The Logic of Our Iran Sanctions
Accelerate them now.
Jan 3, 2011, Vol. 16, No. 16 • By REUEL MARC GERECHT AND MARK DUBOWITZ
Conversely, no one else in the region will believe that a deal that leaves Iranian uranium enrichment in place is anything other than a rout of the West. The “EU-3” nuclear negotiations with Iran are the most important diplomatic undertaking that Brussels has attempted. (France, Great Britain, and Germany have represented the EU in these talks.) The Europeans, like the Americans, like the United Nations Security Council, have stated repeatedly and clearly that uranium enrichment by Iran without a full accounting of its nuclear program and complete access by IAEA inspectors to Iran’s known and suspected nuclear facilities is “unacceptable.” Such an enrichment “compromise” now would most likely guarantee that the Saudis would remind the nuclear-armed Pakistanis that it’s time for a little brotherly, Sunni Muslim tech transfer. The odds that others—especially the Egyptians and Turks—will also start down the nuclear path aren’t small. And unless Benjamin Netanyahu and much of Jerusalem’s political elite are just bluffing, the countdown for an Israeli preventive strike starts when the West concedes uranium enrichment to the supreme leader and his Revolutionary Guards.
And third, such a deal politically offers Obama nothing. Many Democrats and most Republicans would pounce on him for agreeing to “monitored” Iranian enrichment, which would likely collapse before American negotiators could fly home. The U.S.-led sanctions regime has shown that Washington can still have a significant impact on the Islamic Republic’s economy and politics (the foreign minister just got fired, and to minimize the impact of sanctions, the regime is cutting gasoline subsidies, which will either save the treasury billions or lead to crushing inflation). The near-miraculous attack of the centrifuge-destroying Stuxnet virus has bought the administration time and further strengthened those who want to use sticks to stop Khamenei’s nuclear aspirations.

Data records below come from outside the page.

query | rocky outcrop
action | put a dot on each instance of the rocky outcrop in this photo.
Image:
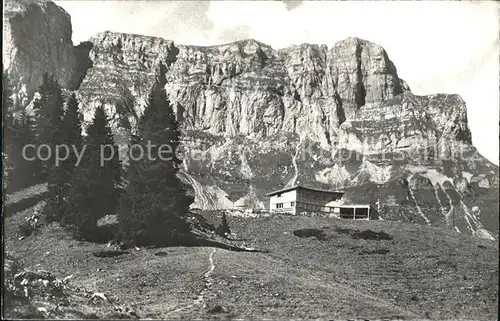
(242, 88)
(36, 39)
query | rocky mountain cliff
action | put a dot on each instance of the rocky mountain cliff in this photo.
(256, 119)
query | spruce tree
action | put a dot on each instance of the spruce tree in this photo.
(7, 123)
(93, 189)
(155, 203)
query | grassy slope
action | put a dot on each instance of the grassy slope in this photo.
(427, 272)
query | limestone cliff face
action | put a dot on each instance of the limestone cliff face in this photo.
(246, 87)
(36, 39)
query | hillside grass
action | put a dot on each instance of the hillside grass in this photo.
(421, 272)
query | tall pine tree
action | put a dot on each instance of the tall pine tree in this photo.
(155, 203)
(93, 189)
(26, 164)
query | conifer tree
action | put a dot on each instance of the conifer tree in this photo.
(72, 126)
(93, 189)
(155, 203)
(7, 123)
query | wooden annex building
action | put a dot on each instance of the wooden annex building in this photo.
(298, 199)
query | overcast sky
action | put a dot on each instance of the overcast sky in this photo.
(438, 47)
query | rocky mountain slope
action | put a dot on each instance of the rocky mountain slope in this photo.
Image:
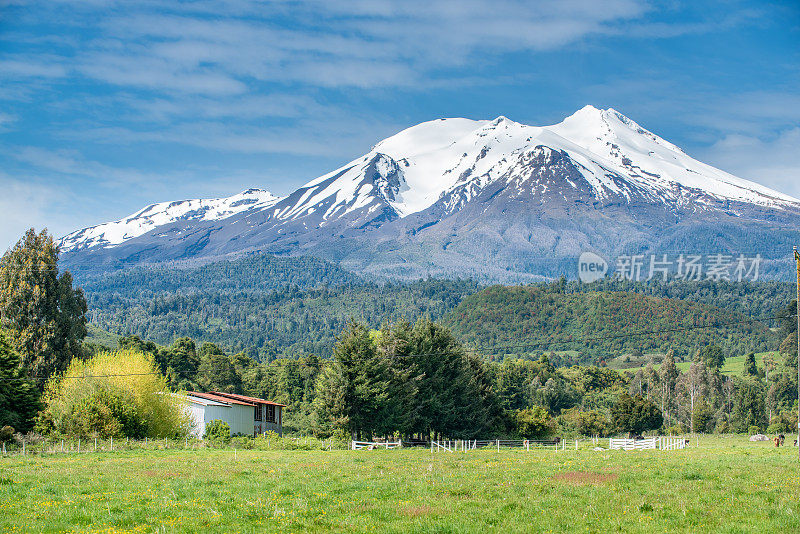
(496, 200)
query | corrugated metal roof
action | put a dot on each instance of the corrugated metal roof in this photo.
(246, 398)
(219, 398)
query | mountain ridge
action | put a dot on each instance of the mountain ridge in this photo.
(461, 197)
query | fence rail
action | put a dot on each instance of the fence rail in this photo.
(70, 446)
(370, 445)
(663, 443)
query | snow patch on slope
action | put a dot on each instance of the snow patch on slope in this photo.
(156, 215)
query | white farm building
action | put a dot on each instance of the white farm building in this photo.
(248, 416)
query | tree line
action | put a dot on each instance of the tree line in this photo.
(414, 380)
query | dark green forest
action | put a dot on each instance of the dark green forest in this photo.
(520, 320)
(486, 367)
(273, 306)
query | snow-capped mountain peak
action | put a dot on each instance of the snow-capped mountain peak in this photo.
(595, 169)
(162, 213)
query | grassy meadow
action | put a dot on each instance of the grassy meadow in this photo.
(724, 484)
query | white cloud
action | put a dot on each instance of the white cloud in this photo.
(25, 204)
(774, 162)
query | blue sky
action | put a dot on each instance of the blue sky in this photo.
(108, 106)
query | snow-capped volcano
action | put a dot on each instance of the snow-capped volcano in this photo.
(425, 198)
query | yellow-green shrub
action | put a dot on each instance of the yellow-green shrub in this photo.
(118, 394)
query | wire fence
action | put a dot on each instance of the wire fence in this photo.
(37, 446)
(52, 446)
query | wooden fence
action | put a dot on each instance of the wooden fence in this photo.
(370, 445)
(662, 443)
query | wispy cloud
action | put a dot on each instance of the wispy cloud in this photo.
(773, 161)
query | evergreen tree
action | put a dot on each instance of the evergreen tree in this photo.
(635, 414)
(750, 368)
(748, 408)
(19, 397)
(713, 356)
(355, 389)
(669, 378)
(44, 315)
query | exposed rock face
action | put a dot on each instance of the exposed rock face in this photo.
(493, 199)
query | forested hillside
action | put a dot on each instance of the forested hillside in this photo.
(273, 306)
(525, 319)
(287, 321)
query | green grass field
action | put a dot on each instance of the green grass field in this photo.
(727, 484)
(734, 365)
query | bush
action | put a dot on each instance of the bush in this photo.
(241, 442)
(218, 430)
(119, 394)
(783, 423)
(534, 422)
(635, 414)
(586, 423)
(6, 433)
(675, 430)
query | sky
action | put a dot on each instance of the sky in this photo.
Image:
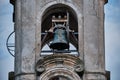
(112, 38)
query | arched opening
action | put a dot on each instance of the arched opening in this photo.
(59, 78)
(56, 10)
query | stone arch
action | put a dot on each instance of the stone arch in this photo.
(70, 75)
(61, 8)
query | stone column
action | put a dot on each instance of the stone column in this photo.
(93, 40)
(25, 40)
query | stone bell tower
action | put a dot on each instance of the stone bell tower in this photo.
(59, 39)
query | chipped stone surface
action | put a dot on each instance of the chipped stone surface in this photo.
(28, 20)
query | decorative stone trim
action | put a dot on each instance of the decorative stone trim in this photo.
(65, 65)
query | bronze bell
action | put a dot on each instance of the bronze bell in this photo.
(60, 41)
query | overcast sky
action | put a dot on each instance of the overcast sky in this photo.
(112, 38)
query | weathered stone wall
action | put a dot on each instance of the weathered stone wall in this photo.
(28, 20)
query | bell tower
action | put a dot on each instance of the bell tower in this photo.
(59, 39)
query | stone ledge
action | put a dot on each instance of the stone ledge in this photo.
(60, 61)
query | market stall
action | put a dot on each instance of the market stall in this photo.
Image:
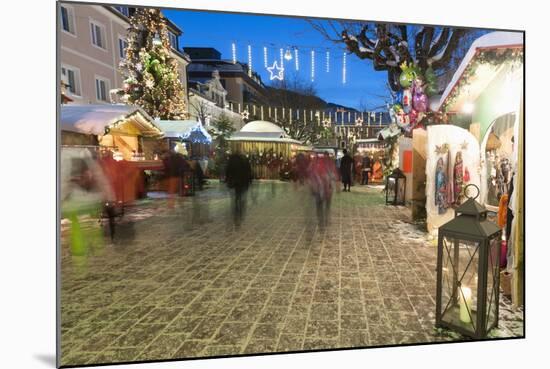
(485, 96)
(125, 129)
(267, 146)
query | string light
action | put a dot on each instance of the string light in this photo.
(288, 55)
(249, 61)
(344, 69)
(312, 65)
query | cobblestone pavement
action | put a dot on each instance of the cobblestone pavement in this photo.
(183, 283)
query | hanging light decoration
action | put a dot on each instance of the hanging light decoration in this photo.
(312, 65)
(288, 55)
(344, 69)
(249, 60)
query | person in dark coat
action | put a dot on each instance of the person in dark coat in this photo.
(366, 170)
(238, 177)
(346, 165)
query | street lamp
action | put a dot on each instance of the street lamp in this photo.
(468, 271)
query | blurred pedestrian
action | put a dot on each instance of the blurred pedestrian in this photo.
(346, 165)
(322, 178)
(366, 169)
(238, 177)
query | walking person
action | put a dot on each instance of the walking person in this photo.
(366, 170)
(346, 165)
(238, 177)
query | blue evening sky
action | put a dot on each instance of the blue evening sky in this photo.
(219, 30)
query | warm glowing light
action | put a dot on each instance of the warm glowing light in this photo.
(468, 107)
(288, 55)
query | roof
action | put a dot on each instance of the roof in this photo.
(493, 40)
(184, 129)
(262, 126)
(263, 137)
(97, 119)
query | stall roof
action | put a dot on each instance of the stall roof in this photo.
(493, 40)
(185, 129)
(96, 119)
(263, 137)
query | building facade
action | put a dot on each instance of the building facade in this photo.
(242, 87)
(92, 44)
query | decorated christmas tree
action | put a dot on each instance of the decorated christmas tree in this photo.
(151, 74)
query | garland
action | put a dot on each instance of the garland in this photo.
(494, 58)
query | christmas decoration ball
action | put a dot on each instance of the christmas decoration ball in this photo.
(413, 116)
(420, 102)
(433, 101)
(405, 79)
(399, 95)
(431, 89)
(406, 102)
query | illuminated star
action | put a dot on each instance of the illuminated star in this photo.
(278, 75)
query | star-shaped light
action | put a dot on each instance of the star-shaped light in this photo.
(245, 114)
(276, 75)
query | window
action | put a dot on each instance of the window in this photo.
(67, 19)
(122, 45)
(71, 77)
(123, 10)
(101, 88)
(173, 40)
(98, 35)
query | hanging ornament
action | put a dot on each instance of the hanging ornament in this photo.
(407, 75)
(344, 69)
(234, 53)
(288, 55)
(312, 65)
(276, 72)
(419, 100)
(406, 102)
(249, 61)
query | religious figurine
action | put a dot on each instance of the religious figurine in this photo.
(458, 178)
(440, 186)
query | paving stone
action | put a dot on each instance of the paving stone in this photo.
(181, 288)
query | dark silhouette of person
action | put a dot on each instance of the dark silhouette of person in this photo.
(366, 170)
(346, 165)
(238, 177)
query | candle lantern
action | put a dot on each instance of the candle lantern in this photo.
(395, 188)
(468, 271)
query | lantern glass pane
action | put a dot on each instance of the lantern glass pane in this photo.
(391, 190)
(459, 282)
(493, 271)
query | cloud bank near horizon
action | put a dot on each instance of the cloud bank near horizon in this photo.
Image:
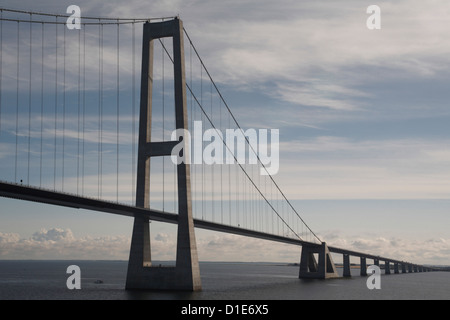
(62, 244)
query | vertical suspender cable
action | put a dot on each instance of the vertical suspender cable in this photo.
(84, 107)
(1, 66)
(17, 101)
(29, 107)
(118, 112)
(64, 107)
(163, 114)
(79, 112)
(56, 102)
(133, 105)
(42, 102)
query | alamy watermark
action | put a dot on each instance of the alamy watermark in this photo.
(374, 281)
(212, 146)
(74, 21)
(74, 280)
(374, 20)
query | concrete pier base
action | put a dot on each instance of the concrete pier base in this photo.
(363, 265)
(346, 263)
(310, 268)
(387, 267)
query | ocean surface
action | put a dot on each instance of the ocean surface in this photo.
(46, 280)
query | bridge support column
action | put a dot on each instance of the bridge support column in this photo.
(387, 267)
(186, 273)
(363, 266)
(403, 268)
(346, 263)
(310, 268)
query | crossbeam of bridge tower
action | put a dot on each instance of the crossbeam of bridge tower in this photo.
(186, 273)
(322, 268)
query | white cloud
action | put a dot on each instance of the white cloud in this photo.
(331, 167)
(58, 243)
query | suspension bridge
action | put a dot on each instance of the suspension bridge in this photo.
(86, 121)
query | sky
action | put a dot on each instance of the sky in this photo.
(363, 118)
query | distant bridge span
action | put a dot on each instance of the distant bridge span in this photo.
(28, 193)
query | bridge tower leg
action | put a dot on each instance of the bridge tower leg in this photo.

In Washington, an unrelenting sanctions logic has developed. It has also anchored itself in Ottawa and jumped the Atlantic and the Pacific. United Nations Security Council resolution 1929 has been much more powerful than the three resolutions before it because the Europeans, the Japanese, and the South Koreans have chosen to interpret it more aggressively than they have in the past. The trick for Washington now is how to ratchet up significantly the pain in Tehran while encouraging our allies to continue to do more than they’d originally thought possible. The administration may be right (though we remain skeptical): As long as the Americans, the Europeans, and some of the big Asian players are voluntarily implementing more and more sanctions, the cumulative effect may be a punishing tidal wave, which any transgressions by the Chinese, Russians, and our allies are powerless to stop. Washington needs an incremental approach—implemented rapidly—that does not spook the oil markets and that allows for the market and increasing oil supplies from Iran’s competitors to dull the effect of less Iranian crude being traded. We need to continue to invest the Europeans in the project, allowing them to own, as they have since 2003, negotiations with the Islamic Republic.
Thinking always of Khamenei’s Achilles’ heel, Washington should aim its efforts at cutting foreign Iranian crude oil purchases. The Europeans have already cut tech transfers to and future investments in Iranian oil and natural gas, severely damaging Tehran’s ability to sustain current production. The Chinese, while backfilling on some of these investment deals, are sharply reducing their purchases of Iranian crude. China cut crude imports from Iran between January and September 2010 by approximately 17 percent from the same period in 2009, even as the world’s biggest energy consumer bought more oil. Japan, too, is cutting back. The Japanese reduced purchases of Iranian crude by over 19 percent in the first eight months of 2010; in August alone, Japan cut its purchases by 31 percent. While Iran was Japan’s third- largest supplier of oil in June 2010, by August of this year it was in sixth place. Neither the Japanese nor the Chinese want to bet their economic security on an Iranian energy sector in rapid decline.
The administration can greatly intensify the “hassle factor” in buying Iranian crude by exposing the role of the Revolutionary Guards in the crude-oil export supply chain—and then using the law prohibiting commerce with the Guards to sanction foreign enterprises involved with them. The Treasury Department’s recent decision to sanction the Pars Oil and Gas Company, which is a Revolutionary Guard front company involved in gasoline trading and the development of some of the largest oil and natural gas fields in the Middle East, is a good example of the type of punitive designation that can greatly complicate Iran’s energy planning.